MPs have approved a motion recommending former BHS owner Sir Philip Green should be stripped of his knighthood.

The proposal tabled in the Commons asked for the Honours Forfeiture Committee to recommend the billionaire businessman's knighthood is "cancelled and annulled".

MPs backed the non-binding motion unopposed, meaning no full vote was needed.

The decision came after a near three-hour debate in which Sir Philip faced accusations of behaving like Napoleon and Robert Maxwell, as well as being an "asset-stripper".

Criticism of Sir Philip was constant throughout the Commons debate as MPs probed the collapse of the retail chain.

BHS went into administration shortly after being sold for £1 by Sir Philip, with a £571 million pension scheme deficit.

Labour MP David Winnick questioned how Sir Philip was deemed worthy of a knighthood in the first place, highlighting how the tycoon had put the business in the name of his wife, who lives in Monaco.

He also said: "I see Green as a billionaire spiv, a billionaire spiv who should never have received a knighthood, a billionaire spiv who has shamed British capitalism, and the least we can do today is to make our views clear and strong."

Iain Wright, chairman of the Business, Energy and Industrial Strategy Committee, said BHS is "one of the biggest corporate scandals of modern times".

The Labour MP told the Commons: "(Sir Philip) took the rings from BHS's fingers, he beat it black and blue, he starved it of food and water, he put it on life support, and then he wanted credit for keeping it alive.

"His extraction of value early on in his ownership made the company less able to innovate, to retain a market share or have a competitive place in the retail market, which would allow the firm to generate the profits and be in more of a position to survive the growing pension deficit.

"This drip, drip decline provided the backdrop to Sir Philip's wish to sell the business."

MPs also want Sir Philip to "fulfil his promise" to resolve the retail chain's multimillion-pound pension fund black hole.
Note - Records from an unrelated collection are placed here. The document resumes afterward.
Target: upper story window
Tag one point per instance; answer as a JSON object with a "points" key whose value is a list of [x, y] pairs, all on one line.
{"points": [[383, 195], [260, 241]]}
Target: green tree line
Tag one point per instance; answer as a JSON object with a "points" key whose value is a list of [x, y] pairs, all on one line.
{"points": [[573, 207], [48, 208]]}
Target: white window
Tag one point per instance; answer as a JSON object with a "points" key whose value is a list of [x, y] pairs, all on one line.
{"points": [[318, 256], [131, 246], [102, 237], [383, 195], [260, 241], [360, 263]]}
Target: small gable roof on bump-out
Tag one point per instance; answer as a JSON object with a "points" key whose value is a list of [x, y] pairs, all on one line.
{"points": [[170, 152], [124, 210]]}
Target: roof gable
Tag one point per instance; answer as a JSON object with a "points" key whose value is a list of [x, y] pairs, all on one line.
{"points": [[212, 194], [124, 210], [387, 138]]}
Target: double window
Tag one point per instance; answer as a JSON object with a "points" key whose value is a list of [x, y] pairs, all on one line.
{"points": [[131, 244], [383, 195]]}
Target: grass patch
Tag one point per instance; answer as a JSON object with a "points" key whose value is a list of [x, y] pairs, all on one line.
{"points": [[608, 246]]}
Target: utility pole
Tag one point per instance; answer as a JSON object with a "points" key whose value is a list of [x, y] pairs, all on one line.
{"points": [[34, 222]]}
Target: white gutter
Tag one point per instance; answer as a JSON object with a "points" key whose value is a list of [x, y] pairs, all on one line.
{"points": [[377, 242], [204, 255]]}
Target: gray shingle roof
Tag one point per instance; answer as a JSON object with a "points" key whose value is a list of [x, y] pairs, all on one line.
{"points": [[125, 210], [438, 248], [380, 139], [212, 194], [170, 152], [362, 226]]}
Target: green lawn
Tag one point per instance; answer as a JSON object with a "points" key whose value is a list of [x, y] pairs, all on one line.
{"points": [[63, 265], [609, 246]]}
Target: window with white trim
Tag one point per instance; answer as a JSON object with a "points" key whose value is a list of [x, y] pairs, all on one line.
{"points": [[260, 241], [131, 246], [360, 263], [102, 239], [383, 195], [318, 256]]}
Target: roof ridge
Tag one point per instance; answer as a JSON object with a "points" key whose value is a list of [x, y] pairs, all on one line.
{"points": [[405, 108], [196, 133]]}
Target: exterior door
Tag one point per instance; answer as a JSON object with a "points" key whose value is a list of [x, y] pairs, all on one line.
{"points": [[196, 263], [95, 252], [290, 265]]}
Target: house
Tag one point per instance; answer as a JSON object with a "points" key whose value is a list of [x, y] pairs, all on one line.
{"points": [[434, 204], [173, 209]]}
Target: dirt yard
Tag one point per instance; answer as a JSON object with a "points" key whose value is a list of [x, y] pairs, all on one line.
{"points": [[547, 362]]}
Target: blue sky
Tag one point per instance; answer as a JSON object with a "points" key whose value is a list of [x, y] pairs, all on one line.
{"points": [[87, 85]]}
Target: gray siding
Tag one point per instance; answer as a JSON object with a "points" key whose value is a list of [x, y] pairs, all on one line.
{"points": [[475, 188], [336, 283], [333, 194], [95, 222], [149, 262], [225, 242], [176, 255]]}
Tory MP Richard Fuller (Bedford) suggested the retail tycoon had failed "to find his moral compass" in not addressing the store's pension deficit over the summer.

Ahead of the parliamentary debate, Sir Philip renewed hostilities with senior Labour MP Frank Field.

In a letter sent by the businessman's holding company Taveta, he accused the Labour veteran of "highly defamatory and false statements" for dragging the tycoon's Arcadia group into the BHS saga.

The letter references comments made by the MP to Channel 4, in which he compared the way BHS was run to the state of Sir Philip's Arcadia empire, which houses Topshop and Dorothy Perkins.

It accuses Mr Field of causing "distress" to Arcadia's 22,000 employees by suggesting Sir Philip is "running Arcadia into the ground like BHS".

Sir Philip's letter said there is "absolutely no substance" to the allegations.

Mr Field has led the charge against Sir Philip over BHS's collapse, dragging him before MPs to explain his actions.

Opening the debate on Thursday, Mr Field described Sir Philip as a "very successful traditional asset-stripper".

He also said: "Given my age, you may have thought I might be able to touch the hem of the garment of Napoleon.

"I never knew Napoleon, but in my mind's eye this was a character most like the Napoleon I read about in the history books while I was at school."

Downing Street said the question of Sir Philip's knighthood is a matter for the independent Honours Forfeiture Committee.

A Number 10 spokesman said: "There will obviously be a decision potentially made at some stage by the forfeitures committee.

"But that is an independent committee, the Government has no role in that at all."